An Odyssey of Nothing

September 5, 2012

Cosmopolis (2012).

D/W: David Cronenberg. DP: Peter Suschitzky.  Starring: Robert Pattinson/Kevin Durand/Juliette Binoche/Jay Burachel/Sarah Gadon/Samantha Morton/Paul Giamatti. (Based on the novel by Don DeLillo)

At first, I might have admitted I was peeved at myself for not having read Don DeLillo’s novel, Cosmopolis. However, after sitting through nearly two hours of footage summarizing a day in the life of a pretty playboy in a limo, no peeving happening here. I originally mused…I am sure the novel is better and there is a story on the page. After that, I’m not so sure. Now I am sure, I just don’t care.

Replacing Colin Farrell who dropped out to do that little remake of a movie called Total Recall, Robert Pattinson got a big role put right in his lap. Yet as noted in Water for Elephants and the Twilight series, he fumbles with what he’s given. Confined to a limo as a rolling office for the majority of the film, Pattinson plays Eric Packer, a 20 something money making misogynist who fucks around all day. Sleek and stiff as usual, Pattinson does little to give his character charisma other than his gadgets and gizmos. He seems to be in a stupor most of the time and unfortunately, David Cronenberg’s script is also to be blamed.

The last Cronenberg film was 2011’s A Dangerous Method. Lush, complex and brimming with dialogue, that film had such life to it. Cosmopolis is it’s unwanted Cinderella step child that is actually stuffed up the chimney rather than degraded to cleaning it. Cronenberg’s script is very word heavy and with some doozey lines that actually detract and pull you out of the limo version of Manhattan. For a story so bent on obsessing about the lack of substance money buys, the disconnection of urban life, and luxurious boredom, the film never went beyond just that. Boredom.

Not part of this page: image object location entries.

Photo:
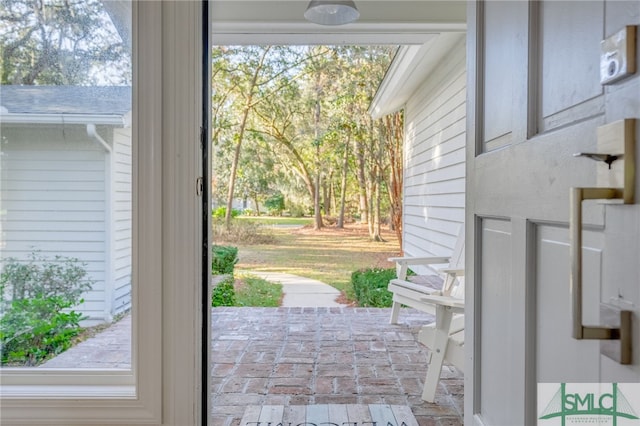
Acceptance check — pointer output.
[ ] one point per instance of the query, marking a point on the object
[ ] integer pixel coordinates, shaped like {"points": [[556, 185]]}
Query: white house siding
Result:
{"points": [[434, 166], [122, 219], [54, 200]]}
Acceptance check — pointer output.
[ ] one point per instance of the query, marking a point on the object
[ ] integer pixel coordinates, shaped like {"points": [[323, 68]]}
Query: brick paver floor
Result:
{"points": [[299, 356]]}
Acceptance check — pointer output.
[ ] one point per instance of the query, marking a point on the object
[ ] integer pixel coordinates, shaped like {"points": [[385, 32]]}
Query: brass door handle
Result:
{"points": [[619, 138], [580, 331]]}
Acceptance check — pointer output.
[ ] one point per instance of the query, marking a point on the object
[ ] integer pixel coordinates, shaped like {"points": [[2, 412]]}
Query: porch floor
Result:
{"points": [[303, 356]]}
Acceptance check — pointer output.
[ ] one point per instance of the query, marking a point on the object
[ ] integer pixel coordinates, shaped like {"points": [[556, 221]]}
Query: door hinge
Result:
{"points": [[199, 186]]}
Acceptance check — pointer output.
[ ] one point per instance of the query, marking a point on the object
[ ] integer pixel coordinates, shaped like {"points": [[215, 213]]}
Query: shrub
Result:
{"points": [[37, 322], [243, 232], [297, 210], [224, 259], [223, 294], [275, 204], [370, 287]]}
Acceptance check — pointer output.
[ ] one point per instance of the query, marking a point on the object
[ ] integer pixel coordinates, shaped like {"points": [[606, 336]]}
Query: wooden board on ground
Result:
{"points": [[329, 415]]}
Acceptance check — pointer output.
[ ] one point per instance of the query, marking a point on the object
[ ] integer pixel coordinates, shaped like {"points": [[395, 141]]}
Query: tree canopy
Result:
{"points": [[70, 42], [293, 120]]}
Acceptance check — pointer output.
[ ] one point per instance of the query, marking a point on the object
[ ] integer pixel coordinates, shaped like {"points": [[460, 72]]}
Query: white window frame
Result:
{"points": [[163, 386]]}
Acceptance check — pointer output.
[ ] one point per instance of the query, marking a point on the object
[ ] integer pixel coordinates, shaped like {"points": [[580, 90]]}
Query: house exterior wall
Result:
{"points": [[122, 210], [56, 199], [434, 164]]}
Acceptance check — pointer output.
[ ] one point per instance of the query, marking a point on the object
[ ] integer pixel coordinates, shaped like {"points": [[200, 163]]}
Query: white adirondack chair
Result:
{"points": [[444, 337], [410, 293]]}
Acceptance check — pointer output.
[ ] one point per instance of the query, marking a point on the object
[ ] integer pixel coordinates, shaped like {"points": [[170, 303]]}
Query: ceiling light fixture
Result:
{"points": [[331, 12]]}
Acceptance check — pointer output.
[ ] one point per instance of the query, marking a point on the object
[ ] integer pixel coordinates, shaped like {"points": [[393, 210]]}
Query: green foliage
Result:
{"points": [[223, 294], [242, 232], [297, 210], [370, 287], [72, 42], [33, 330], [224, 259], [275, 204], [37, 321], [220, 212], [257, 292]]}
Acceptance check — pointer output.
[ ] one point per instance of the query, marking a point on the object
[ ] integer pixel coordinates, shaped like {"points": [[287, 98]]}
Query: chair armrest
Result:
{"points": [[402, 263], [455, 303], [420, 260]]}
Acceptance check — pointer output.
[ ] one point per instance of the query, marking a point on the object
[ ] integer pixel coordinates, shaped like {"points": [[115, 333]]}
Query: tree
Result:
{"points": [[71, 42], [308, 128]]}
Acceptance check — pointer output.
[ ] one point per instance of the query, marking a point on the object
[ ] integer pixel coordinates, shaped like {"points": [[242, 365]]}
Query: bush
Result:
{"points": [[370, 287], [243, 232], [37, 322], [223, 294], [224, 259]]}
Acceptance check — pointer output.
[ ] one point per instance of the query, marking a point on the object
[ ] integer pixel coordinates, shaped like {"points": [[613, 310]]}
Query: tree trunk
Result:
{"points": [[362, 183], [343, 184], [238, 149]]}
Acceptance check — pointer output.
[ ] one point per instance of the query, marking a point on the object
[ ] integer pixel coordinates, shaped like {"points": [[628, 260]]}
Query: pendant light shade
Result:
{"points": [[331, 12]]}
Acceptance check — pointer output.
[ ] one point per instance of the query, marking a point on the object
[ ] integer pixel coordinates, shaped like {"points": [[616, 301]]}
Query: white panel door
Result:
{"points": [[535, 99]]}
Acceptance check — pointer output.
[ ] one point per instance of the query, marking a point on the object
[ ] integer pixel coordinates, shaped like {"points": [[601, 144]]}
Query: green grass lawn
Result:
{"points": [[329, 255], [254, 291], [276, 220]]}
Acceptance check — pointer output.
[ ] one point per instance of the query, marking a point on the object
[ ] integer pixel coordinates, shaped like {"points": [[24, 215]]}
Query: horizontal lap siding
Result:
{"points": [[53, 201], [122, 219], [435, 160]]}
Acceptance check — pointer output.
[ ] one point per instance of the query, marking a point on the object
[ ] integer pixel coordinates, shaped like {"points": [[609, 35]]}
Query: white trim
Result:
{"points": [[112, 120], [234, 33], [410, 67], [93, 134], [117, 397]]}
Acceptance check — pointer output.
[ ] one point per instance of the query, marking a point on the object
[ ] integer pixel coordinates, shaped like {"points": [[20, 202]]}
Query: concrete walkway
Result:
{"points": [[301, 292]]}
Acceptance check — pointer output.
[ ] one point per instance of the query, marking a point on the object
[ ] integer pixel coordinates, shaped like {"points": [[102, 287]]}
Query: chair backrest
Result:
{"points": [[454, 283]]}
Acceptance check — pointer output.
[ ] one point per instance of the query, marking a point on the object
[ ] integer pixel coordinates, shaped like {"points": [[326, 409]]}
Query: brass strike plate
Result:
{"points": [[612, 316], [618, 139]]}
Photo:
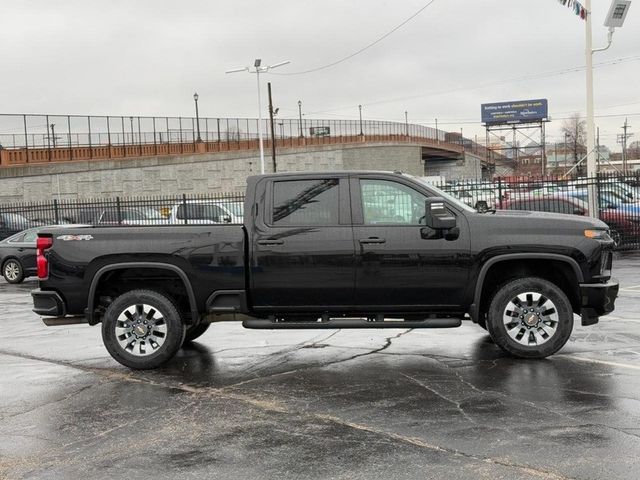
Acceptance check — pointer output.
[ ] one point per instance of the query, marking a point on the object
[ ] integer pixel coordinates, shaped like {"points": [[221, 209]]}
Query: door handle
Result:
{"points": [[372, 241], [269, 243]]}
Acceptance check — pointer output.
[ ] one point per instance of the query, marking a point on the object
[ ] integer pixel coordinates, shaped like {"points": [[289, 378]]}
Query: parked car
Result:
{"points": [[475, 195], [11, 223], [203, 212], [548, 203], [312, 253], [115, 216], [18, 254], [623, 220]]}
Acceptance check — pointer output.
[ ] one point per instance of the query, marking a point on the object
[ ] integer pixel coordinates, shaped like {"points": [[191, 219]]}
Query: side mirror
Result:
{"points": [[436, 214]]}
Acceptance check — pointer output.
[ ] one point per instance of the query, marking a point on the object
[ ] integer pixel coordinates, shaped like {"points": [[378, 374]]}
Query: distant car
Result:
{"points": [[557, 203], [202, 212], [18, 254], [115, 216], [12, 223], [475, 196]]}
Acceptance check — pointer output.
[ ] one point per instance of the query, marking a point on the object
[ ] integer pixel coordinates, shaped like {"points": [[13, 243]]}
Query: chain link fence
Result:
{"points": [[618, 198]]}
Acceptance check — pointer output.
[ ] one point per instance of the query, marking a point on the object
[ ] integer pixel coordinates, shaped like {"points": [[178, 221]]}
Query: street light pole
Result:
{"points": [[300, 116], [195, 99], [258, 69], [406, 122], [615, 18]]}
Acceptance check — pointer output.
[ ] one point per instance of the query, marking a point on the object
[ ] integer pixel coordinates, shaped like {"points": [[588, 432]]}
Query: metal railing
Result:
{"points": [[46, 138], [619, 199], [143, 211]]}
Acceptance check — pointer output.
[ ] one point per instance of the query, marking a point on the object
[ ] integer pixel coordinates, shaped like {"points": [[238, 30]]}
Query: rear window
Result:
{"points": [[306, 202], [200, 211]]}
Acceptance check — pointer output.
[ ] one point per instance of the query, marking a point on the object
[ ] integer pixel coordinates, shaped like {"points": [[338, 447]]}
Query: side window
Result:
{"points": [[306, 202], [30, 236], [387, 202], [17, 238]]}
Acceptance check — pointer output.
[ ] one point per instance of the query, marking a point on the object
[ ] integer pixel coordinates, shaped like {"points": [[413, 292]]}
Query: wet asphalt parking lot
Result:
{"points": [[338, 404]]}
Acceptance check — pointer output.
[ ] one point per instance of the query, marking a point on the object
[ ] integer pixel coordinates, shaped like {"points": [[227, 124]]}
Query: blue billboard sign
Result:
{"points": [[521, 111]]}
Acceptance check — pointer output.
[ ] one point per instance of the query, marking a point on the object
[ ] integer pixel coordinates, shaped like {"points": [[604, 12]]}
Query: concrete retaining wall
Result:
{"points": [[191, 174]]}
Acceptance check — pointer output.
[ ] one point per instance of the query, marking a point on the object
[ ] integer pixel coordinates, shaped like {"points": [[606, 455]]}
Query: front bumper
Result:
{"points": [[48, 303], [597, 299]]}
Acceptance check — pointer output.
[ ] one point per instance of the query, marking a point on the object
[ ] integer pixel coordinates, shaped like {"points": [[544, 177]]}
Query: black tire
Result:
{"points": [[12, 271], [194, 331], [559, 322], [164, 315]]}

A hardy few claps must be given to Kevin Durand as Pattinson’s chief of security. He spends most of the film crouching down into the limo and apparently could keep a straight face while doing it repeatedly. Both Juliette Binoche and Samantha Morton make brief and forgettable appearances, which is much more disappointing for them then anyone will admit. But what is even more embarrassing is Paul Giamatti’s raging scenes towards the end. My only hope is that so few people see this film that no one else will have the scars from that last twenty minutes. You have been warned.